Tablehopper brought us the news of the Thursday opening of Brasserie Saint James, the brewpub that's just landed in the former Abbot's Cellar space, via a successful flagship location in Reno. They've added some whimsy to the decor in the space, as well as a full bar and cocktail program, and you can check out the full menu here.

Up in the Castro, the original Samovar Tea Lounge location at 18th and Sanchez is closing for good by mid-March or April, as Hoodline reports, and in its place will be a new Le Marais Bakery. The timeline for that opening is unclear.

Also in the neighborhood, coming to the former Chile Pies location on Church Street will be a fast Asian street-food takeout concept called Poke Bar, with sushi burritos, rice bowls, and, of course, poke. Hoodline has the news, but the opening date is still TBA.

Mission Bay continues on the road to being a real neighborhood with a new coffee option, as Reveille Coffee Co. opens their fourth location at 610 Long Bridge Street. In addition to the coffee bar, though, as Eater tells us, this location also has a Café Reveille, with full lunch and dinner service starting Monday, February 29, and brunch starting on March 5.

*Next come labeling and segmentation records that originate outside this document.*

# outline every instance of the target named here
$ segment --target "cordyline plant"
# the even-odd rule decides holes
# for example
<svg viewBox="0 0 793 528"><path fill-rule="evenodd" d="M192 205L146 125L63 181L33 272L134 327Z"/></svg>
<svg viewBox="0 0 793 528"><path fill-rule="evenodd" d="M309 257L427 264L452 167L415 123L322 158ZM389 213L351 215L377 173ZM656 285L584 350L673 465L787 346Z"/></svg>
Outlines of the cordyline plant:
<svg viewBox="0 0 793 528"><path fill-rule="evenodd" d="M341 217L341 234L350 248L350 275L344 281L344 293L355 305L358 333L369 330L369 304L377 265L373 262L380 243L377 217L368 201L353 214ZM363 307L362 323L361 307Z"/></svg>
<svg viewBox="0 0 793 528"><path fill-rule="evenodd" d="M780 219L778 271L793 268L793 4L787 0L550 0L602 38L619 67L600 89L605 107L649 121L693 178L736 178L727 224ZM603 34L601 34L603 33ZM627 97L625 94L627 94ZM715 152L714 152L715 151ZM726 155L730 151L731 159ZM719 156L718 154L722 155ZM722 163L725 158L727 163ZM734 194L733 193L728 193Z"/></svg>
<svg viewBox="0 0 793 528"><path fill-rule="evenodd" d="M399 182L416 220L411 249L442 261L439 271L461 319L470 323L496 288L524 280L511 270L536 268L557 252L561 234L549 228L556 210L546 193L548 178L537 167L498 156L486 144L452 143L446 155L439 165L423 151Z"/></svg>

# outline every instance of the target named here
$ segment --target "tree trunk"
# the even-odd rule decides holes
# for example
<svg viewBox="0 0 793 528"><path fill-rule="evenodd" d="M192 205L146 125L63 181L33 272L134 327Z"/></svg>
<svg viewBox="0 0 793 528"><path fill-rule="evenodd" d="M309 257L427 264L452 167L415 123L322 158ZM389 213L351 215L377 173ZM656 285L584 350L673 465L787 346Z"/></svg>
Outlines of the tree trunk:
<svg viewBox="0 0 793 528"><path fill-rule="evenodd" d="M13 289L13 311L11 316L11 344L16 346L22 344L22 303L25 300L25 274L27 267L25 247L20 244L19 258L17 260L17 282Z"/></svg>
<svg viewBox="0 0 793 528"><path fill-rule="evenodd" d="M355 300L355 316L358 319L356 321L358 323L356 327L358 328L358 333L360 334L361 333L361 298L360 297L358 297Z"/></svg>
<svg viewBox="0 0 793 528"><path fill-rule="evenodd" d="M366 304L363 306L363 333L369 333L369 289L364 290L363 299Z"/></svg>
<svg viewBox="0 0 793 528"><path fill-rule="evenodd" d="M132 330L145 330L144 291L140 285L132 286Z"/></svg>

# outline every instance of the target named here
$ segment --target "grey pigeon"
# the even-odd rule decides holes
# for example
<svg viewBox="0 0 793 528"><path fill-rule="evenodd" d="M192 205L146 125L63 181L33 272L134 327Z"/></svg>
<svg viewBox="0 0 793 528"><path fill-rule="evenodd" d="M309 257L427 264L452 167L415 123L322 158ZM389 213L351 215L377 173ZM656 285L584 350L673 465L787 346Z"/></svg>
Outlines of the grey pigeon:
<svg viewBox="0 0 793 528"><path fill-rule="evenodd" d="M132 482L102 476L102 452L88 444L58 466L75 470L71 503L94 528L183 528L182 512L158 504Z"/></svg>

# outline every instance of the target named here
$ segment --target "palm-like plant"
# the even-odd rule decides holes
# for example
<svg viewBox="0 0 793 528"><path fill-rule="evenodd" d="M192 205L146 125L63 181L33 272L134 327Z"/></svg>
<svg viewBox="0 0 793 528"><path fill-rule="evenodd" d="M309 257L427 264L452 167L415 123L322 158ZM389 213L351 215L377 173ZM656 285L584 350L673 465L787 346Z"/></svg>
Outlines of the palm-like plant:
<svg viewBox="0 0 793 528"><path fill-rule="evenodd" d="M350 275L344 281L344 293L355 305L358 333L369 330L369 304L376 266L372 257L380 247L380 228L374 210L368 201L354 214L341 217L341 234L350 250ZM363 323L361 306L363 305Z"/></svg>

There's a New Brunch Alert over near South Park, where six-month-old cocktail and oyster bar Lord George (555 Second Street) has started offering up things like open-faced tartines, brunch cocktails, and breakfast boards like one with smoked salmon, smoked white fish, whipped dill cream cheese, rye bread, red onion, and caperberries, as Inside Scoop reports with the full menu. The chef there, by the way, is the same guy behind the popular brunch at The Corner Store, Nick Adams.

The new tasting-menu-only sushi restaurant Ju-Ni has just opened on Fulton Street in the former Candy Bar location. As Hoodline tells us, it's "headed up by chef Geoffrey Lee, who was the Head Chef at Akiko's on Bush Street, sous-chef at Sushi-Ran in Sausalito and at Ame in SoMa."

Up in Larkspur, Picco Picco has had a chef shuffle, as the Scoop tells us, as executive/founding chef Bruce Hill steps back into the kitchen following the departure of Jared Rogers, who'd been there a decade. For his part, Hill has already been Instagramming his excitement.

And over in Berkeley, Comal sister restaurant The Advocate, which just opened seven months ago, has lost opening chef John Griffiths. But the good news, as Berkeleyside reports, is that once Michelin-starred former Cavallo Point and Dixie chef Joseph Humphrey is stepping in to replace him.


This Week in Reviews

There apparently was no update review this week, and Mr. Bauer took an uncommon trip to Palo Alto to check out a new spot there, Bird Dog, which he's fairly impressed with — though as with many of his reviews of spots on the Peninsula or out in the far East Bay, he sounds a bit like he's trying to be kind given the dearth of better options there. The chef is Robbie Wilson, who most recently worked for Nobu Matsuhisa at his Aspen restaurant Matsuhisa, and Bauer says everything from the "stunning" interior of the space to the "strikingly presented crudos" on the beginning of the menu scream sophistication, which the Peninsula isn't always known for, food-wise. He finds a few things to be a bit too minimal, and calls the service "painfully enthusiastic," and all told, the place gets a respectable two and a half stars.

Pete Kane went to check out Nachoria, the new nacho restaurant in Burlingame that has even landed in New York Magazine's "Approval Matrix" for it's low-brow brilliance, as a concept. But, fundamentally, he found the same thing wrong with that we at SFist did in not including it our most recent nacho roundup: the cheese, which he calls "an inbred first cousin of Cheez Whiz."